We shouldn't choose. We can't choose. Health reform is the answer to the entitlement problem, and one of the answers to the current economic crisis.

But confusing statements by Brownstein, and more importantly by policy-makers, raise echoes of the roundly defeated attacks by the Bush Administration. They lumped entirely resolvable minor problems with Social Security funding (the other main entitlement) with the knottier - but also resolvable - problem of controlling health care expenditures. They also lumped endless tax cuts with alarms about entitlements to suggest that the solutions lie in undermining the already shaky social safety net: people's lives at the service of The Economy, rather than the reverse. This agenda was a non-starter even during the last 4 years, and showed no greater signs of life in the recent election.

There is not a feedback mechanism on the National Journal website. But I've asked Mr. Brownstein - generally a fair-minded observer, who has worked both for Nader and with the Hoover Institution, and is also a columnist at the L.A. Times - to explain what he means.

More importantly, what do Senator Conrad (quoted by Brownstein) and President Obama have in mind? Budget Committee Chair Conrad seems to get it right, commenting on health reform in a recent interview:

And not only does it [health reform] have to be paid for, but it also has to bend the longterm
cost curves so that we do begin to deal with what has been described here. Time
is running out. We can wait; we can kick this can down the road. However, if we
do, this problem only grows, and the solutions will become more draconian, more
difficult, more painful. It is in all of our interests to act. I believe the
President understands that. I believe his top economic advisers are committed to
an approach to take these problems on. This is not going to be easy, and it is
not going to be fun, but it has to be done.
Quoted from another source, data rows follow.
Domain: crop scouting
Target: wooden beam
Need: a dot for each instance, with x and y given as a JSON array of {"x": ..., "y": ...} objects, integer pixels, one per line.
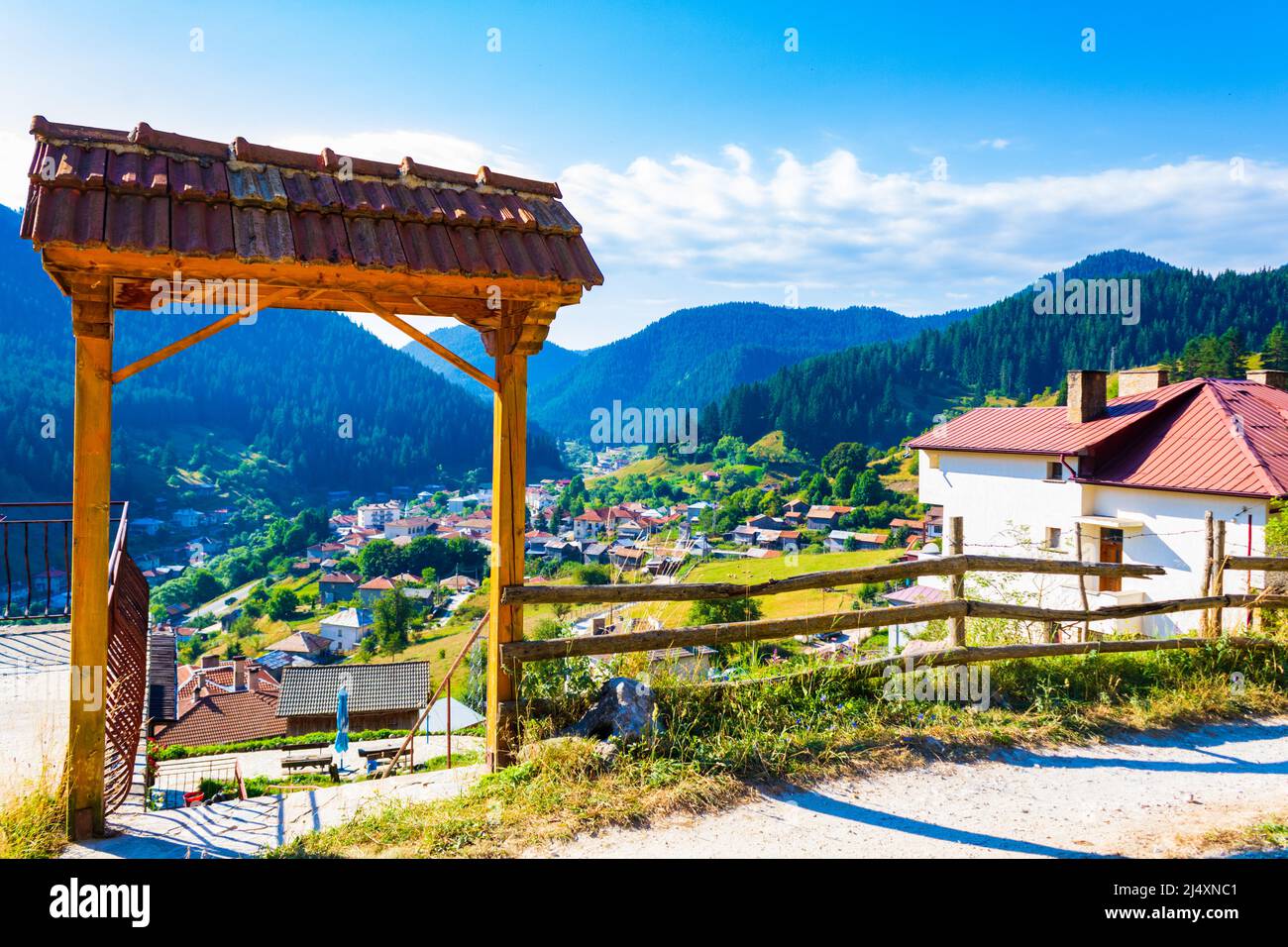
[
  {"x": 765, "y": 629},
  {"x": 200, "y": 335},
  {"x": 623, "y": 642},
  {"x": 91, "y": 472},
  {"x": 1265, "y": 564},
  {"x": 509, "y": 504},
  {"x": 1219, "y": 578},
  {"x": 943, "y": 566},
  {"x": 436, "y": 347},
  {"x": 65, "y": 263},
  {"x": 957, "y": 547}
]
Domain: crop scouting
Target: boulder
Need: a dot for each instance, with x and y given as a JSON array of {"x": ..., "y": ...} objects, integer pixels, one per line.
[{"x": 623, "y": 710}]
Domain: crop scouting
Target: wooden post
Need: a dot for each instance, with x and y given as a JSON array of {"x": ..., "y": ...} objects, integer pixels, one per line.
[
  {"x": 509, "y": 464},
  {"x": 91, "y": 471},
  {"x": 1206, "y": 589},
  {"x": 1219, "y": 578},
  {"x": 1082, "y": 582},
  {"x": 956, "y": 547}
]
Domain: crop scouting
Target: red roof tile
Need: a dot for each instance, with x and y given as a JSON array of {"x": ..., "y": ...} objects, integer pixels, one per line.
[
  {"x": 1205, "y": 436},
  {"x": 295, "y": 206}
]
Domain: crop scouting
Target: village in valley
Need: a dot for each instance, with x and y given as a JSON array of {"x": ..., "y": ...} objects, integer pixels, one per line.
[{"x": 709, "y": 433}]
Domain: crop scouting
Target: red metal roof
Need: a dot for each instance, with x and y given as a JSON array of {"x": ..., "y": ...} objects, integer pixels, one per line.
[
  {"x": 1207, "y": 436},
  {"x": 159, "y": 192}
]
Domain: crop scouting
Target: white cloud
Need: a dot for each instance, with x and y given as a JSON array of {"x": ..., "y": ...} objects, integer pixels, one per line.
[{"x": 846, "y": 235}]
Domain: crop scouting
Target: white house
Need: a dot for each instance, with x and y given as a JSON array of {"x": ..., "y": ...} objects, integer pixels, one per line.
[
  {"x": 1136, "y": 475},
  {"x": 375, "y": 515},
  {"x": 346, "y": 629}
]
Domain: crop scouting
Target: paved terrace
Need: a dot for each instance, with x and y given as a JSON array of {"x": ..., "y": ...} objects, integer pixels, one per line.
[{"x": 33, "y": 702}]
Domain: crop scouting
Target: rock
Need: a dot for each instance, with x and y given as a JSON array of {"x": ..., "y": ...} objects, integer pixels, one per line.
[{"x": 623, "y": 710}]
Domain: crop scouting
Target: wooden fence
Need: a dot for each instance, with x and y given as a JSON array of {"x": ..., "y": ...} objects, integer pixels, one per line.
[{"x": 954, "y": 611}]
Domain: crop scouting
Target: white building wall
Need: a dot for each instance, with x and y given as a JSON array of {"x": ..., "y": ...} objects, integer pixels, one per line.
[{"x": 1008, "y": 504}]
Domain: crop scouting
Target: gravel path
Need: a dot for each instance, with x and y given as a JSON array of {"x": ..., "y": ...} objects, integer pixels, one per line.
[{"x": 1134, "y": 796}]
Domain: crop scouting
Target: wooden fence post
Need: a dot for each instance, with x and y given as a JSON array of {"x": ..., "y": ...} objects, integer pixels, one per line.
[
  {"x": 1082, "y": 583},
  {"x": 91, "y": 474},
  {"x": 957, "y": 547},
  {"x": 509, "y": 455},
  {"x": 1206, "y": 589}
]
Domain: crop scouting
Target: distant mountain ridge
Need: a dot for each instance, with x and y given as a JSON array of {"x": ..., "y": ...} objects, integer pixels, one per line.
[
  {"x": 467, "y": 342},
  {"x": 881, "y": 393},
  {"x": 283, "y": 386}
]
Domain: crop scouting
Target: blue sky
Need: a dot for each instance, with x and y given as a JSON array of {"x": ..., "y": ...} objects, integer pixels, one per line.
[{"x": 923, "y": 158}]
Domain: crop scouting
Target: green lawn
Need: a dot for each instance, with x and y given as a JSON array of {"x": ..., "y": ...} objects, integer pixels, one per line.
[{"x": 751, "y": 571}]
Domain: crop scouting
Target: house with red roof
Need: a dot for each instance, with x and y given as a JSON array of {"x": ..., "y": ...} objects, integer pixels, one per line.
[
  {"x": 1124, "y": 479},
  {"x": 220, "y": 701}
]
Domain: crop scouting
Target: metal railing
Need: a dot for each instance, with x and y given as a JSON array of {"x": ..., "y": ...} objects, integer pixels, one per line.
[
  {"x": 128, "y": 599},
  {"x": 37, "y": 574},
  {"x": 37, "y": 549}
]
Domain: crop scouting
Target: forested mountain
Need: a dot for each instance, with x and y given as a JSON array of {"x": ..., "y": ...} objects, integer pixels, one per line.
[
  {"x": 465, "y": 342},
  {"x": 258, "y": 408},
  {"x": 881, "y": 393},
  {"x": 695, "y": 356}
]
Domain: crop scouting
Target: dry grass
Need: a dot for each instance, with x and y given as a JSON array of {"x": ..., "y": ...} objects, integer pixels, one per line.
[
  {"x": 716, "y": 744},
  {"x": 33, "y": 822}
]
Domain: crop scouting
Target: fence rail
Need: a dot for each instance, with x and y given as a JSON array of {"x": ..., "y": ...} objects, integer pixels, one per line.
[
  {"x": 943, "y": 566},
  {"x": 956, "y": 609}
]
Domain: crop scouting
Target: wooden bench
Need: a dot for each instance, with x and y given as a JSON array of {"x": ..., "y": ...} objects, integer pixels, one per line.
[
  {"x": 387, "y": 753},
  {"x": 320, "y": 763}
]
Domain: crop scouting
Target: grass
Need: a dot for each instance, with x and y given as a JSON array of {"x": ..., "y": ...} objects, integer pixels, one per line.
[
  {"x": 1261, "y": 839},
  {"x": 34, "y": 823},
  {"x": 713, "y": 745}
]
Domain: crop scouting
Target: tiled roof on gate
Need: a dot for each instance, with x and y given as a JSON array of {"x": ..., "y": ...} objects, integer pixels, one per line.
[
  {"x": 1211, "y": 436},
  {"x": 312, "y": 690},
  {"x": 159, "y": 192}
]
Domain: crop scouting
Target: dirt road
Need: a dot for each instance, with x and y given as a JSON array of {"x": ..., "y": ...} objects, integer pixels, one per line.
[{"x": 1138, "y": 796}]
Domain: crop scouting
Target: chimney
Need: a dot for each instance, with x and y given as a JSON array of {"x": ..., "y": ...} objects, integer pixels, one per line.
[
  {"x": 1140, "y": 380},
  {"x": 1086, "y": 394},
  {"x": 1269, "y": 376}
]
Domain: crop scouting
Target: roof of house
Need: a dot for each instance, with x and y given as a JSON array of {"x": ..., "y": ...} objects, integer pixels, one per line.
[
  {"x": 1211, "y": 436},
  {"x": 915, "y": 595},
  {"x": 312, "y": 690},
  {"x": 162, "y": 674},
  {"x": 459, "y": 582},
  {"x": 303, "y": 643},
  {"x": 627, "y": 553},
  {"x": 824, "y": 512},
  {"x": 349, "y": 617}
]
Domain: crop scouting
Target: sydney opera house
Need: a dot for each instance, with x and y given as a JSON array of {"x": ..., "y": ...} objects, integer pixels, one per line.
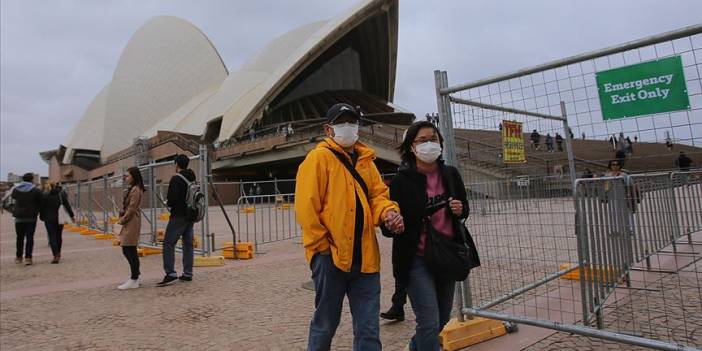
[{"x": 172, "y": 92}]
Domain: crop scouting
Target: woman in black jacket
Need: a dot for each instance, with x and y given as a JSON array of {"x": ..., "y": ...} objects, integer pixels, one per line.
[
  {"x": 422, "y": 185},
  {"x": 53, "y": 199}
]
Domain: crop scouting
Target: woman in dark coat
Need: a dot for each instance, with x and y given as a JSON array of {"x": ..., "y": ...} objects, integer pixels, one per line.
[
  {"x": 130, "y": 220},
  {"x": 422, "y": 185},
  {"x": 53, "y": 198}
]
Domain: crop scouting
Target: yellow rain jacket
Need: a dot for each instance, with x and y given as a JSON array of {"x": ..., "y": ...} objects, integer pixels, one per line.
[{"x": 325, "y": 202}]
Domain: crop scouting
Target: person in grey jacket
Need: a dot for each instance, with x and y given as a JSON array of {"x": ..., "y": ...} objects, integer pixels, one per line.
[{"x": 27, "y": 199}]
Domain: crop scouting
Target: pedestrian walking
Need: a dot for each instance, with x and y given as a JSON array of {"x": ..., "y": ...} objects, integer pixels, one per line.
[
  {"x": 433, "y": 202},
  {"x": 27, "y": 202},
  {"x": 340, "y": 198},
  {"x": 55, "y": 212},
  {"x": 178, "y": 225},
  {"x": 130, "y": 220}
]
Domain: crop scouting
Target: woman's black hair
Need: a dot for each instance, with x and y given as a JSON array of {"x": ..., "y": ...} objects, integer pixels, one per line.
[
  {"x": 405, "y": 148},
  {"x": 136, "y": 177}
]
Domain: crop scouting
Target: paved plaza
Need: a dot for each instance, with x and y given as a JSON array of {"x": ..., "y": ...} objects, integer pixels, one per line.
[{"x": 256, "y": 304}]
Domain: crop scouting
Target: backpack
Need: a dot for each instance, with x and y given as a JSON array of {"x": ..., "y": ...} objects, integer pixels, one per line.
[{"x": 195, "y": 202}]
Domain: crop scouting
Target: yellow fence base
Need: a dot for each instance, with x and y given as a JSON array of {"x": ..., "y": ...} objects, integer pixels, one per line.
[
  {"x": 457, "y": 335},
  {"x": 208, "y": 261},
  {"x": 601, "y": 272}
]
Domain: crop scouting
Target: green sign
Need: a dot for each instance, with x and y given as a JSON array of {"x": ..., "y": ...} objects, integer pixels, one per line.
[{"x": 643, "y": 89}]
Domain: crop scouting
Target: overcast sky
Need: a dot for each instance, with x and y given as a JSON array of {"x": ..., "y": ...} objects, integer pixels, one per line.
[{"x": 55, "y": 56}]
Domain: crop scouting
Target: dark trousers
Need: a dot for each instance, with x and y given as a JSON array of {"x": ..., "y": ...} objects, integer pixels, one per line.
[
  {"x": 133, "y": 258},
  {"x": 25, "y": 231},
  {"x": 331, "y": 286},
  {"x": 55, "y": 232},
  {"x": 177, "y": 228},
  {"x": 399, "y": 297}
]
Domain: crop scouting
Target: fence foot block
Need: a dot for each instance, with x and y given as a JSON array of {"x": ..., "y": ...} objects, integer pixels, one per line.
[
  {"x": 457, "y": 335},
  {"x": 208, "y": 261},
  {"x": 148, "y": 251}
]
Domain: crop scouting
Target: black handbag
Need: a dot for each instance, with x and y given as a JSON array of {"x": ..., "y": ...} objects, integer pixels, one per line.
[{"x": 446, "y": 258}]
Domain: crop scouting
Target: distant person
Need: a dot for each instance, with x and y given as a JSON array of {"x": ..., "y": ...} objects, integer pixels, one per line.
[
  {"x": 55, "y": 209},
  {"x": 130, "y": 220},
  {"x": 549, "y": 142},
  {"x": 340, "y": 198},
  {"x": 629, "y": 146},
  {"x": 178, "y": 225},
  {"x": 683, "y": 162},
  {"x": 620, "y": 155},
  {"x": 27, "y": 198},
  {"x": 559, "y": 141},
  {"x": 535, "y": 138}
]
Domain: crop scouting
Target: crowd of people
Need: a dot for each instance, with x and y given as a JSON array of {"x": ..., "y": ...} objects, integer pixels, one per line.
[{"x": 26, "y": 201}]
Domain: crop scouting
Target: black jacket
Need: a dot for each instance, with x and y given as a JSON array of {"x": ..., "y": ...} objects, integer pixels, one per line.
[
  {"x": 408, "y": 188},
  {"x": 177, "y": 193},
  {"x": 27, "y": 201},
  {"x": 50, "y": 205}
]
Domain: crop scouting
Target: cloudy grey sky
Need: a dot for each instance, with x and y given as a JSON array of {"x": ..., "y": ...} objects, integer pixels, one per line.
[{"x": 55, "y": 56}]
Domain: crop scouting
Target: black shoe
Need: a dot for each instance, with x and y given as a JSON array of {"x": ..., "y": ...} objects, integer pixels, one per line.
[
  {"x": 395, "y": 313},
  {"x": 167, "y": 280}
]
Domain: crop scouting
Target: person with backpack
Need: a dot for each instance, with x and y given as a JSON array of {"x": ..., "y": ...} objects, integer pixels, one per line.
[
  {"x": 55, "y": 212},
  {"x": 434, "y": 204},
  {"x": 130, "y": 220},
  {"x": 27, "y": 202},
  {"x": 340, "y": 198},
  {"x": 180, "y": 224}
]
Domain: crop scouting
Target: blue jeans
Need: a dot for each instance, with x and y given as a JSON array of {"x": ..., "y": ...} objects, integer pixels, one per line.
[
  {"x": 177, "y": 227},
  {"x": 363, "y": 290},
  {"x": 431, "y": 301}
]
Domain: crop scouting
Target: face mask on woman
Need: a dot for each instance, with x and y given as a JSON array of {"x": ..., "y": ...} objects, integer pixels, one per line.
[
  {"x": 345, "y": 134},
  {"x": 428, "y": 152}
]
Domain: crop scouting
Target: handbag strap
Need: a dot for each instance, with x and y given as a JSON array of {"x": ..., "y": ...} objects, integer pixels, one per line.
[{"x": 351, "y": 170}]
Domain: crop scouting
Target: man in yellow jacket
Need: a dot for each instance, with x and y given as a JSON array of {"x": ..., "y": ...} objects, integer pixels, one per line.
[{"x": 339, "y": 200}]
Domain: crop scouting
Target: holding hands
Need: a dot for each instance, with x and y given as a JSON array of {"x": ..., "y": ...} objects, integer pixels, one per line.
[{"x": 394, "y": 222}]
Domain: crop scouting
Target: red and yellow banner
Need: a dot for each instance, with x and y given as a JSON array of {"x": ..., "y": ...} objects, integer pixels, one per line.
[{"x": 512, "y": 142}]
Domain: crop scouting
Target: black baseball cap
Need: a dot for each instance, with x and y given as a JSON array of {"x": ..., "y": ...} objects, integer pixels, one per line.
[{"x": 340, "y": 109}]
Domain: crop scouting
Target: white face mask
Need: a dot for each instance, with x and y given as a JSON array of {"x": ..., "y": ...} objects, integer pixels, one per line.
[
  {"x": 428, "y": 152},
  {"x": 345, "y": 134}
]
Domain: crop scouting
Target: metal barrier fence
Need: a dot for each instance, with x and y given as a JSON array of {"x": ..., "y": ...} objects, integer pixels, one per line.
[
  {"x": 556, "y": 263},
  {"x": 98, "y": 202}
]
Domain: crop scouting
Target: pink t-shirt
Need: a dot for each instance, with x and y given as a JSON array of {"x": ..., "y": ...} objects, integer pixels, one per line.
[{"x": 441, "y": 219}]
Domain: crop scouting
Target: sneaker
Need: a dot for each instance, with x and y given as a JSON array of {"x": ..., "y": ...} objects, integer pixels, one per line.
[
  {"x": 129, "y": 284},
  {"x": 395, "y": 313},
  {"x": 167, "y": 280}
]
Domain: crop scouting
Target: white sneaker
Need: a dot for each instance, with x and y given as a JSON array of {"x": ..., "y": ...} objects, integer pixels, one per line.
[{"x": 129, "y": 284}]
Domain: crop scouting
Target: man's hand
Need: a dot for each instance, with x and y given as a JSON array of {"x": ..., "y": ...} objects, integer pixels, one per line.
[
  {"x": 394, "y": 222},
  {"x": 456, "y": 206}
]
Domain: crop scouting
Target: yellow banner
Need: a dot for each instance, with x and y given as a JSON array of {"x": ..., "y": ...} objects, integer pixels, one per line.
[{"x": 512, "y": 142}]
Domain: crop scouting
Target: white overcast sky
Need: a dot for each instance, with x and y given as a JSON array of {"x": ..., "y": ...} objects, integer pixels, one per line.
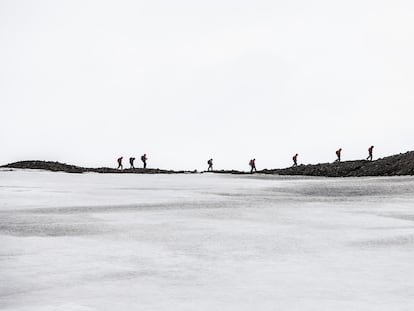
[{"x": 84, "y": 82}]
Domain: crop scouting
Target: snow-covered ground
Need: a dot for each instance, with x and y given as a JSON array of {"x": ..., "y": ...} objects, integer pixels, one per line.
[{"x": 205, "y": 242}]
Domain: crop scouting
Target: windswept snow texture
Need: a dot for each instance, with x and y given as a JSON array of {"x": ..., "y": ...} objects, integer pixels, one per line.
[{"x": 205, "y": 242}]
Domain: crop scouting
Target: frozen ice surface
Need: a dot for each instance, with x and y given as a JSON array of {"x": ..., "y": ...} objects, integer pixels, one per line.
[{"x": 205, "y": 242}]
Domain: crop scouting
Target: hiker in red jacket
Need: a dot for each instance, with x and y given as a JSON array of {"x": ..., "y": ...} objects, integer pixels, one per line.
[
  {"x": 120, "y": 163},
  {"x": 144, "y": 160},
  {"x": 210, "y": 165},
  {"x": 131, "y": 162},
  {"x": 370, "y": 153},
  {"x": 295, "y": 160},
  {"x": 252, "y": 164},
  {"x": 338, "y": 154}
]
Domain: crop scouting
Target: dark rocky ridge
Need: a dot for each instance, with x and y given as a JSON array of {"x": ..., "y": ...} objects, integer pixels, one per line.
[
  {"x": 62, "y": 167},
  {"x": 400, "y": 164}
]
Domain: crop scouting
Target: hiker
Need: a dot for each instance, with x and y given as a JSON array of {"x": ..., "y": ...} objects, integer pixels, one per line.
[
  {"x": 338, "y": 154},
  {"x": 131, "y": 161},
  {"x": 370, "y": 153},
  {"x": 210, "y": 165},
  {"x": 252, "y": 164},
  {"x": 295, "y": 160},
  {"x": 144, "y": 160},
  {"x": 120, "y": 163}
]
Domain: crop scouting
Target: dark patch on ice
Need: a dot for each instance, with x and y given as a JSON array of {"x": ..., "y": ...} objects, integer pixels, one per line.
[
  {"x": 40, "y": 225},
  {"x": 386, "y": 242}
]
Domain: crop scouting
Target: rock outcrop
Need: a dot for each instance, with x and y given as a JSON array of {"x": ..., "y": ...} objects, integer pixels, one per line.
[
  {"x": 62, "y": 167},
  {"x": 400, "y": 164}
]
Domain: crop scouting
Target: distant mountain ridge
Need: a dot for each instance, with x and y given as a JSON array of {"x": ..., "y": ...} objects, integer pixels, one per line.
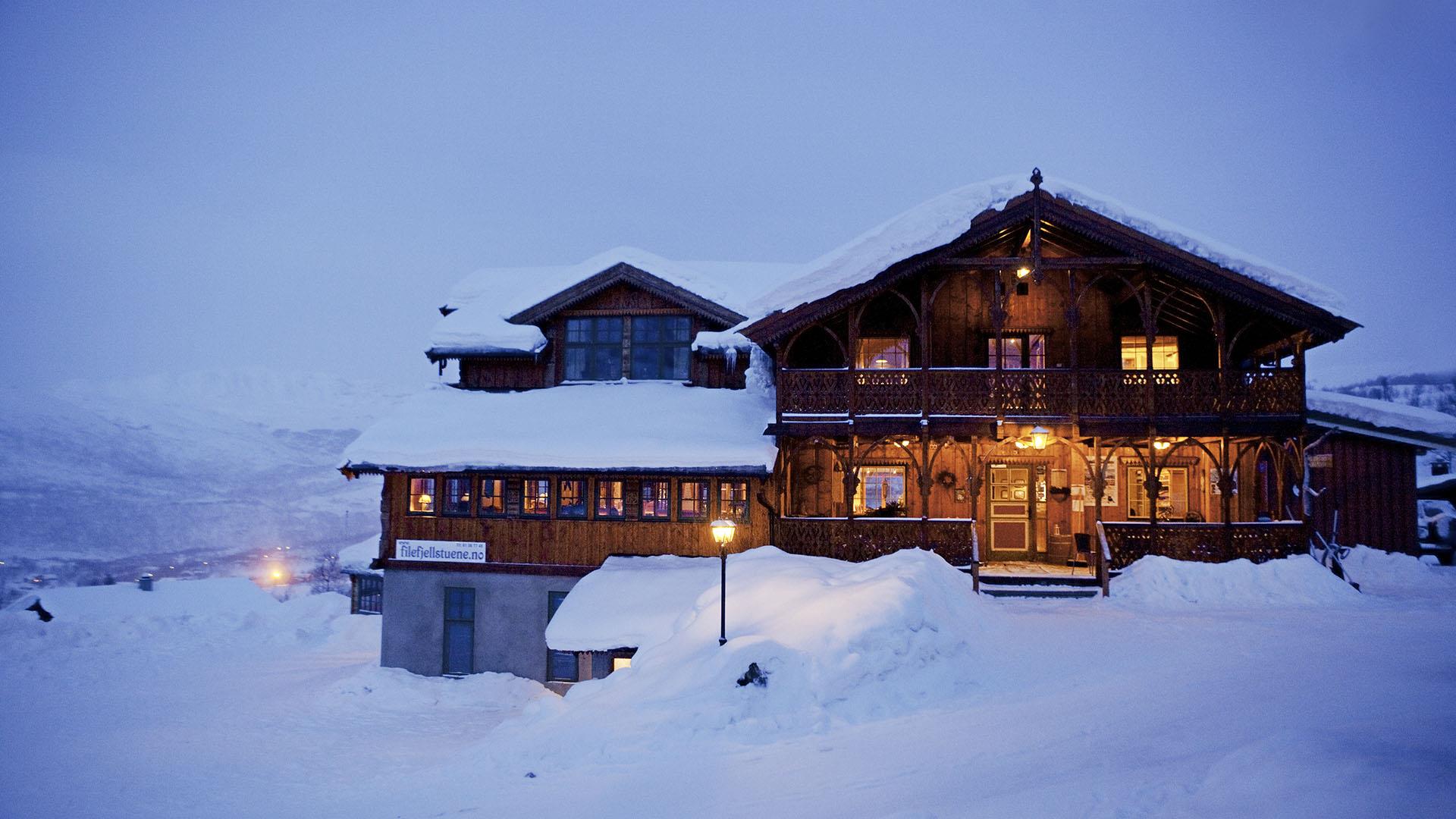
[{"x": 181, "y": 468}]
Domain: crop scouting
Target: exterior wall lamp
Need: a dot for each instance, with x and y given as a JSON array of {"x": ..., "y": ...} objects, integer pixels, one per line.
[{"x": 723, "y": 532}]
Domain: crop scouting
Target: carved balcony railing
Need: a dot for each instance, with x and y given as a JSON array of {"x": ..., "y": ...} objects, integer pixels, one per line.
[
  {"x": 867, "y": 538},
  {"x": 1206, "y": 542},
  {"x": 1111, "y": 394}
]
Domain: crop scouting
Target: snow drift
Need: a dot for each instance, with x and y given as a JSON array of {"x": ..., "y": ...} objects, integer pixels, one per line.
[
  {"x": 837, "y": 642},
  {"x": 1298, "y": 580}
]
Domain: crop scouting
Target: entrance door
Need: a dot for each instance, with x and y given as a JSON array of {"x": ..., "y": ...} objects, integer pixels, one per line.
[
  {"x": 459, "y": 651},
  {"x": 1009, "y": 503}
]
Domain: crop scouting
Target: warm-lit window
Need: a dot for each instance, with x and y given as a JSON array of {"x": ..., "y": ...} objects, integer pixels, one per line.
[
  {"x": 457, "y": 496},
  {"x": 883, "y": 354},
  {"x": 609, "y": 500},
  {"x": 536, "y": 497},
  {"x": 1018, "y": 352},
  {"x": 571, "y": 497},
  {"x": 492, "y": 497},
  {"x": 422, "y": 496},
  {"x": 692, "y": 500},
  {"x": 733, "y": 500},
  {"x": 595, "y": 349},
  {"x": 881, "y": 491},
  {"x": 1165, "y": 353},
  {"x": 660, "y": 347},
  {"x": 655, "y": 502},
  {"x": 1172, "y": 500},
  {"x": 561, "y": 667}
]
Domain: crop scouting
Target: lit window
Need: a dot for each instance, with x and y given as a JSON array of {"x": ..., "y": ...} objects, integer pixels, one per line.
[
  {"x": 1018, "y": 352},
  {"x": 457, "y": 496},
  {"x": 733, "y": 500},
  {"x": 609, "y": 499},
  {"x": 655, "y": 502},
  {"x": 595, "y": 349},
  {"x": 492, "y": 497},
  {"x": 692, "y": 500},
  {"x": 883, "y": 354},
  {"x": 881, "y": 491},
  {"x": 571, "y": 497},
  {"x": 561, "y": 667},
  {"x": 1165, "y": 353},
  {"x": 1172, "y": 500},
  {"x": 421, "y": 496},
  {"x": 660, "y": 347},
  {"x": 536, "y": 499}
]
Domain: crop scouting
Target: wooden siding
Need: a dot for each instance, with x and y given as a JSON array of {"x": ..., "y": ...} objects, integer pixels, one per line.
[
  {"x": 568, "y": 542},
  {"x": 1372, "y": 483}
]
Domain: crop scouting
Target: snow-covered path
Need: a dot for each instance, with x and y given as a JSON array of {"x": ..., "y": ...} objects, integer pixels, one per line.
[{"x": 1100, "y": 710}]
Conrad has joined former U.S. Comptroller General David Walker in calling for the creation of a bipartisan process to confront the looming budget crisis. Walker, who is now the President and CEO of the Peter G. Peterson Foundation, has unveiled a new Peterson Foundation $1 million-plus advertising campaign to raise public awareness of the nation’s deteriorating long-term fiscal condition. The effort is also supported by Senator George Voinovich (R-OH), Representative Jim Cooper (D-TN), and Representative Frank Wolf (R-VA). The campaign rhetoric and agenda bear watching.